Voilà bientôt une demi-heure qu’il faisait le pied-de-grue sur la vaste esplanade du Palais des arts. Dès son arrivée à Valence, il avait appris qu’on y représentait La Traviata. Il s’était alors précipité pour acheter un billet. Malheureusement pour lui, cet opéra faisait salle comble, plus un seul billet pour aucune des représentations. Rien d’étonnant considérant la haute qualité de la production : mise-en-scène de Sofia Coppola, costumes de Valentino et, surtout, Placido Domingo dans le rôle de Giorgio Germont. Mais il était de caractère têtu et il lui fallait coûte que coûte assister à cet événement. Car s’en était tout un : Placido Domingo dans une superproduction de La Traviata ici même à Valence, sans doute l’une de ses dernières prestations, considérant son âge.

Il allait et venait sur l’esplanade, scrutant les visages des gens qui arrivaient d’un pas nonchalant, espérant y lire un signe, une hésitation, pouvant traduire qu’un billet serait disponible. Il se rendit compte qu’il ne s’y prenait pas de la bonne façon et se dirigea vers la billetterie. Dans un espagnol approximatif il fit comprendre à la jeune fille au comptoir qu’il désirait acheter un billet. Elle lui confirma que c’était peine perdue. Il lui demanda alors et avec force gestes une feuille de papier.

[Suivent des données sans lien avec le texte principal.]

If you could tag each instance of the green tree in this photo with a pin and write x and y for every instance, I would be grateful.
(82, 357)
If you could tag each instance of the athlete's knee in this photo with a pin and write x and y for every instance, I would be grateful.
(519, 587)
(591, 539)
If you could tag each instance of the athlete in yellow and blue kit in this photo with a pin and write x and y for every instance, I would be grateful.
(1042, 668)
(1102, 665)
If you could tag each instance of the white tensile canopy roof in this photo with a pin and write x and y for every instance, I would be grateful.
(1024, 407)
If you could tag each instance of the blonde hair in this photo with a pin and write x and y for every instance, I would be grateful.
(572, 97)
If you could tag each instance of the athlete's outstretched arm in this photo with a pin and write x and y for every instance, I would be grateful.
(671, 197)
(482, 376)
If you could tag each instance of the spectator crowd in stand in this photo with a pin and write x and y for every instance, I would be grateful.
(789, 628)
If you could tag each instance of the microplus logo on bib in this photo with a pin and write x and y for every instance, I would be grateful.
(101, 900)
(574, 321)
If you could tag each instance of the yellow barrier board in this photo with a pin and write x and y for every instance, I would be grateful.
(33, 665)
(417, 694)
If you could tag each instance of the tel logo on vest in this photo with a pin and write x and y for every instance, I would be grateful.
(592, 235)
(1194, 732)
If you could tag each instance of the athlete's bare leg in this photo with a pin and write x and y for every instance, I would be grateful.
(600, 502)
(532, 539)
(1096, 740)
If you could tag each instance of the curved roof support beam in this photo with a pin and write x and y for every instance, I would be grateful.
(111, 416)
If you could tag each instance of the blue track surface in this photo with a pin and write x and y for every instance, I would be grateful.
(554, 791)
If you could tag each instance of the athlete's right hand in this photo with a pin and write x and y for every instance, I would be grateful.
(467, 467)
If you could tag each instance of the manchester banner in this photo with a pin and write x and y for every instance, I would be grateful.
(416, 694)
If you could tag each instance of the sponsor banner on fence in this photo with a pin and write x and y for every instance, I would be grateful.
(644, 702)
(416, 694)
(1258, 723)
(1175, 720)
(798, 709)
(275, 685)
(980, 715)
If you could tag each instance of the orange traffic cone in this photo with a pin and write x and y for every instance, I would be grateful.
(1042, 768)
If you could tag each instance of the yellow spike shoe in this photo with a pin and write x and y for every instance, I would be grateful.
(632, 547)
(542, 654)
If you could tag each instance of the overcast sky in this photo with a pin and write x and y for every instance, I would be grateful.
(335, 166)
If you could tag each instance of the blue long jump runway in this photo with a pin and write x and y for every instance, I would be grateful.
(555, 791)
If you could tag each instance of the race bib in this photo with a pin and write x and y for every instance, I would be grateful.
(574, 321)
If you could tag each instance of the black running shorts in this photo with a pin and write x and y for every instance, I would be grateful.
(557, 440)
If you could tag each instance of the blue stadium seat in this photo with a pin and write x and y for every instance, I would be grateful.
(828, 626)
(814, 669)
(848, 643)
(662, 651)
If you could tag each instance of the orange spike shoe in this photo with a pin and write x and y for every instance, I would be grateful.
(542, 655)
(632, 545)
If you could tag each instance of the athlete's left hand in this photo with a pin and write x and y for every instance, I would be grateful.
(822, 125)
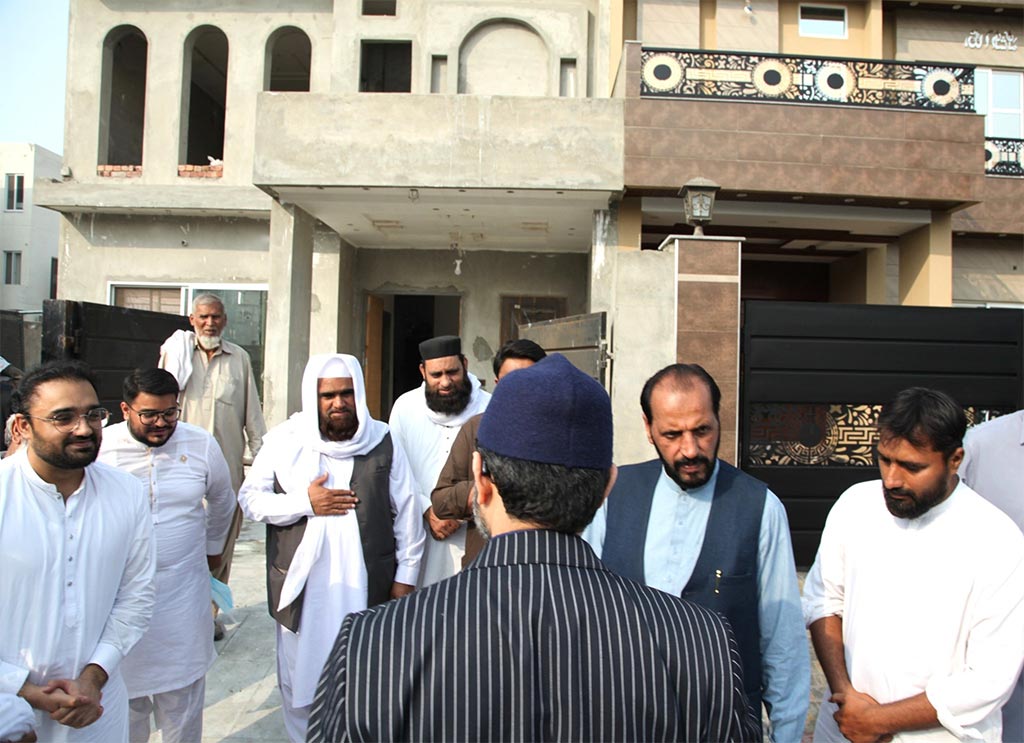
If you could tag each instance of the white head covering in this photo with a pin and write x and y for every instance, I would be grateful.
(368, 435)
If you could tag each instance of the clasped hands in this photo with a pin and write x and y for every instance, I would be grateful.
(75, 702)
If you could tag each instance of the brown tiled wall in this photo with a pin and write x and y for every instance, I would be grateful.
(805, 148)
(709, 323)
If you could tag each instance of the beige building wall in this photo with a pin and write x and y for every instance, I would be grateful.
(99, 250)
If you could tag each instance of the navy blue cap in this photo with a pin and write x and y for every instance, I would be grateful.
(550, 412)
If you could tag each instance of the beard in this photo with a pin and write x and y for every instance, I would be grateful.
(208, 343)
(481, 525)
(905, 504)
(452, 403)
(339, 429)
(689, 481)
(60, 457)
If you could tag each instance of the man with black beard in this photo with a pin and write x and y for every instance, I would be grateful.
(76, 544)
(915, 600)
(426, 422)
(694, 526)
(188, 486)
(344, 527)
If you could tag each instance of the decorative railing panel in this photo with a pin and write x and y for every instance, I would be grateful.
(1003, 157)
(683, 74)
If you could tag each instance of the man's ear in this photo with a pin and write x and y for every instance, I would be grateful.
(484, 486)
(646, 426)
(955, 460)
(612, 476)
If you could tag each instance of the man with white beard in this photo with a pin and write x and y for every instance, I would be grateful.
(324, 562)
(180, 467)
(426, 421)
(218, 393)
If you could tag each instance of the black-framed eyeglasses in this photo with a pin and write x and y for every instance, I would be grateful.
(150, 417)
(68, 422)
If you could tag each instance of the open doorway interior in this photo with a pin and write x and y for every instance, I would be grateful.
(396, 323)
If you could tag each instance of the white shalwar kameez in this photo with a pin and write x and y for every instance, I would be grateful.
(76, 585)
(933, 604)
(427, 437)
(329, 563)
(177, 649)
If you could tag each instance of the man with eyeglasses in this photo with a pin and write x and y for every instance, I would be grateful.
(77, 550)
(179, 466)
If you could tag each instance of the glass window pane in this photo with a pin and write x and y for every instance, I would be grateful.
(1006, 90)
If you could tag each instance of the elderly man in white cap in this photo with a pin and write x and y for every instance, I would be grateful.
(426, 421)
(344, 527)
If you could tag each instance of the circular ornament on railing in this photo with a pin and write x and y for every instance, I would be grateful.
(941, 87)
(992, 157)
(772, 78)
(662, 73)
(835, 81)
(818, 446)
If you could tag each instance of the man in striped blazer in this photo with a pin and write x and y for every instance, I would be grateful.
(536, 640)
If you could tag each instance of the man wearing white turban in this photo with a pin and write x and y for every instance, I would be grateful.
(323, 561)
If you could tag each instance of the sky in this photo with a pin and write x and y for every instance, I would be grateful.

Faisant preuve de bonne volonté, elle l’aida à rédiger Quiero comprar 1 localidad, je désire acheter un billet.

Il reprit le chemin de l’esplanade, portant sa feuille de papier et arborant un large sourire, comme ces chauffeurs de limousine dans les aéroports venant chercher un touriste VIP. Les Valenciens arrivaient maintenant par grappes, de plus en plus nombreux. Il remarqua l’élégance du public arborant cet air dégagé et assuré que confère l’argent et une certaine dose de culture. Mais les gens se dépêchaient sans le voir et sans lire les quelques mots griffonnés sur sa feuille. Sans doute qu’ils le prenaient pour l’un de ces mendiants qui longent les trottoirs de la Plaza Ajuntamiento. Par fausse pudeur, ils ne détournaient les yeux et ne remarquaient pas qu’il était bien habillé comme eux et qu’au contraire, il semblait sûr de lui et souriant.

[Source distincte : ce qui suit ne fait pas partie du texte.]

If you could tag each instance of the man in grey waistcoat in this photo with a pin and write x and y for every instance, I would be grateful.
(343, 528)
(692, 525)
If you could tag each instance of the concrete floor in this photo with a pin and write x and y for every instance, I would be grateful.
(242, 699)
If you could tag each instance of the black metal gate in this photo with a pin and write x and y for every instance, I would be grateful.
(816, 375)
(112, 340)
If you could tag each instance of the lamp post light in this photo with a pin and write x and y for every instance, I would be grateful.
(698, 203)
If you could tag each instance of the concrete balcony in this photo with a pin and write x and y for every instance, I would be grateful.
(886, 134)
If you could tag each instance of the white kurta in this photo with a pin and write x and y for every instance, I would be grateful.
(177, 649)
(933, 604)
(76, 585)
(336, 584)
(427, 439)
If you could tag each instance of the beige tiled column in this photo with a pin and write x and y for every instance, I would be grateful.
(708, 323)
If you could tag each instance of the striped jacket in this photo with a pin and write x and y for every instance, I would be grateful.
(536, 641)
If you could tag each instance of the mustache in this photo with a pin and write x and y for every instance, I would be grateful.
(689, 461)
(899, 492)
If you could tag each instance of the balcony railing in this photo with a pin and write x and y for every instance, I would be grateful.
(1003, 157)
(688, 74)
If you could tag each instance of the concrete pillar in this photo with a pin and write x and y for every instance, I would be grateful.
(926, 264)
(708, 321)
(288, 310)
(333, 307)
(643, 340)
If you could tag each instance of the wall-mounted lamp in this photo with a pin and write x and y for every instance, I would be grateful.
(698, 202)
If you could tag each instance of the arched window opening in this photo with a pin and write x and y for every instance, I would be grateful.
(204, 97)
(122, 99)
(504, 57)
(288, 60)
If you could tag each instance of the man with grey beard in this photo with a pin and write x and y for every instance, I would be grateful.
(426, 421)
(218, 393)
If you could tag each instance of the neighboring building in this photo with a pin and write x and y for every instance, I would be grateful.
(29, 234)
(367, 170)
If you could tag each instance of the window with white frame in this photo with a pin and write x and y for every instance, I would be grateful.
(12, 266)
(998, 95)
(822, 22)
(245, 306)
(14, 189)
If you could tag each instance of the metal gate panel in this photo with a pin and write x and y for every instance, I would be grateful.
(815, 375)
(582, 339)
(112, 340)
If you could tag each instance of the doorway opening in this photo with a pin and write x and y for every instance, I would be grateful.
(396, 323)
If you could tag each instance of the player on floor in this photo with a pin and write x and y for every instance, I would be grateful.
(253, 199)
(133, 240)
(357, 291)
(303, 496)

Bientôt vingt heures et toujours pas de billet à l’horizon. Il pleuvait maintenant à grosse goutte et il avait froid. Du haut des escaliers, il pouvait constater que les derniers arrivants se dépêchaient à petits pas rapides sur le sol mouillé et que les taxis se faisaient plus rares. Il jeta un coup d’œil à sa montre : dix-neuf heures cinquante-cinq. Il n’avait toujours pas de billet et le désespoir lui mordait le cœur.

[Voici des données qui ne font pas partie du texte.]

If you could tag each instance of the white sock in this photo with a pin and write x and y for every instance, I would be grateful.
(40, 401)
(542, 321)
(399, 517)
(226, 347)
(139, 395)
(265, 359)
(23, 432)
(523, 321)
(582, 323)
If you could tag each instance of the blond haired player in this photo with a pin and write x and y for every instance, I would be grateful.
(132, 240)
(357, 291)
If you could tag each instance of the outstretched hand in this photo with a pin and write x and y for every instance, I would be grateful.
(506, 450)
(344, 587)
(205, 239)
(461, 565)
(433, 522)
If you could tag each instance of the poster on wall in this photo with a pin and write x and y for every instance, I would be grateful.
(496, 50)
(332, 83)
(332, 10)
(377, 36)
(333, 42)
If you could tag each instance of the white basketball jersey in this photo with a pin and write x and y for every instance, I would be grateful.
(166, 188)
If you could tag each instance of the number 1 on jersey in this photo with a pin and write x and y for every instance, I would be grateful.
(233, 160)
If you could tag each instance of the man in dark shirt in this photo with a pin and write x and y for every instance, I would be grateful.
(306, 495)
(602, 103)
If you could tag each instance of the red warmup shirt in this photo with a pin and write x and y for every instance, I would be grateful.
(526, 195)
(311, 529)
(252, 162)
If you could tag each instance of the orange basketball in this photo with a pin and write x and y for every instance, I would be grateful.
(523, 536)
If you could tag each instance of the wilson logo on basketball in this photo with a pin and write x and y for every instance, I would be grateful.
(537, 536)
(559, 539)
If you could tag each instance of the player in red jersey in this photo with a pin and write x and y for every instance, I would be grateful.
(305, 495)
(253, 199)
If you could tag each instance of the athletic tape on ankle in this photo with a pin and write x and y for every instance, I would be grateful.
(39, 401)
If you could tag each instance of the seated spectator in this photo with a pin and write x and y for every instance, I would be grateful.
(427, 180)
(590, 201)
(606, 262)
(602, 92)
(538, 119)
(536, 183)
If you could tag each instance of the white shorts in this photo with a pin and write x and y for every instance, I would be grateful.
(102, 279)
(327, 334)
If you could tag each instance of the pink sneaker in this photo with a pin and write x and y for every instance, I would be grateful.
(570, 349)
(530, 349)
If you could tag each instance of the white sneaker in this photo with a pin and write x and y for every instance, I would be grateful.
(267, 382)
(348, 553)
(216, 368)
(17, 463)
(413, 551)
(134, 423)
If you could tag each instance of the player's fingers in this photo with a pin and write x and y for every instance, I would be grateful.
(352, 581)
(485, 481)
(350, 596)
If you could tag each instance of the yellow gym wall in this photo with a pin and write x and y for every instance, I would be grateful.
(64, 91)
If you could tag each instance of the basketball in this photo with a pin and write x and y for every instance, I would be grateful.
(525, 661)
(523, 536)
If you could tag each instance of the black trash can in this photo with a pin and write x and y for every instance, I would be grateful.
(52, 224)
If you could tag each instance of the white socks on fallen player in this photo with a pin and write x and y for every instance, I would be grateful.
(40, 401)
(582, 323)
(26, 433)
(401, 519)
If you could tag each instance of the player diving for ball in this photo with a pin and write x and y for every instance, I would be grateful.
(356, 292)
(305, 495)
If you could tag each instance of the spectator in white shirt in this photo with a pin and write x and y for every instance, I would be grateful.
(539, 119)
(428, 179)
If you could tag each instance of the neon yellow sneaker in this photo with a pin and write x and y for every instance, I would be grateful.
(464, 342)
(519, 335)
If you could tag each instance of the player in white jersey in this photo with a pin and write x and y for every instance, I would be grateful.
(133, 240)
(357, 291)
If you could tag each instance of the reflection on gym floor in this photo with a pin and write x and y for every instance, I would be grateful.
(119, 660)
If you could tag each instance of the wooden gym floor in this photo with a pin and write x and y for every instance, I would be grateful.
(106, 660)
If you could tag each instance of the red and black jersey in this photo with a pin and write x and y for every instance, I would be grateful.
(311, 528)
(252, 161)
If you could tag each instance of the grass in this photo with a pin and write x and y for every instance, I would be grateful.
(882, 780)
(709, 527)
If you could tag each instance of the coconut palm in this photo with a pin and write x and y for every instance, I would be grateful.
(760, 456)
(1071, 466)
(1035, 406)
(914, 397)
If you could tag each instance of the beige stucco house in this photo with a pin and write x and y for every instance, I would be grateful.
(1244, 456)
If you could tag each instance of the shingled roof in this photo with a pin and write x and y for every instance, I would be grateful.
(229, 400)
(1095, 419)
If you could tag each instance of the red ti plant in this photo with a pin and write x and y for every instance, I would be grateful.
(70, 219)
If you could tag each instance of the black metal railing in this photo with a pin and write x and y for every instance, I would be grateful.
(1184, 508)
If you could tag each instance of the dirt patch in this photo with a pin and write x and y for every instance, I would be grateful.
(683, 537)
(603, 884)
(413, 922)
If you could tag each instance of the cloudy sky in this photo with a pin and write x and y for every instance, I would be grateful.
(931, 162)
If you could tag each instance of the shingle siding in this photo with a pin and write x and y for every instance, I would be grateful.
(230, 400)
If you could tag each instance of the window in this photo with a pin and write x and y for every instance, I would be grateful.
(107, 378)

Il descendit trois ou quatre marches, hésitant dans sa décision de quitter ou de rester. Une longue limousine entra dans le demi-cercle réservé aux taxis et la porte côté passager s’ouvrit brusquement. Il nota machinalement qu’un colosse sauta sur le trottoir de façon étonnement alerte pour sa corpulence. Il ouvrit la porte arrière et laissa passer un grand homme grisonnant qui tenait sur ses épaules son imper, à la manière élégante des acteurs italiens qui savent que les paparazzis ne sont pas loin. L’homme semblait pressé et grimpa les marches deux par deux. « Sans doute un retardataire », pensa-t-il. L’homme avait gravi la première volée de marches et entreprenait la seconde, indifférent à la pluie qui tombait drue maintenant. Toujours immobile en haut des marches, il l’observait avec curiosité se demandant si cet homme pourrait, possiblement, avoir son billet.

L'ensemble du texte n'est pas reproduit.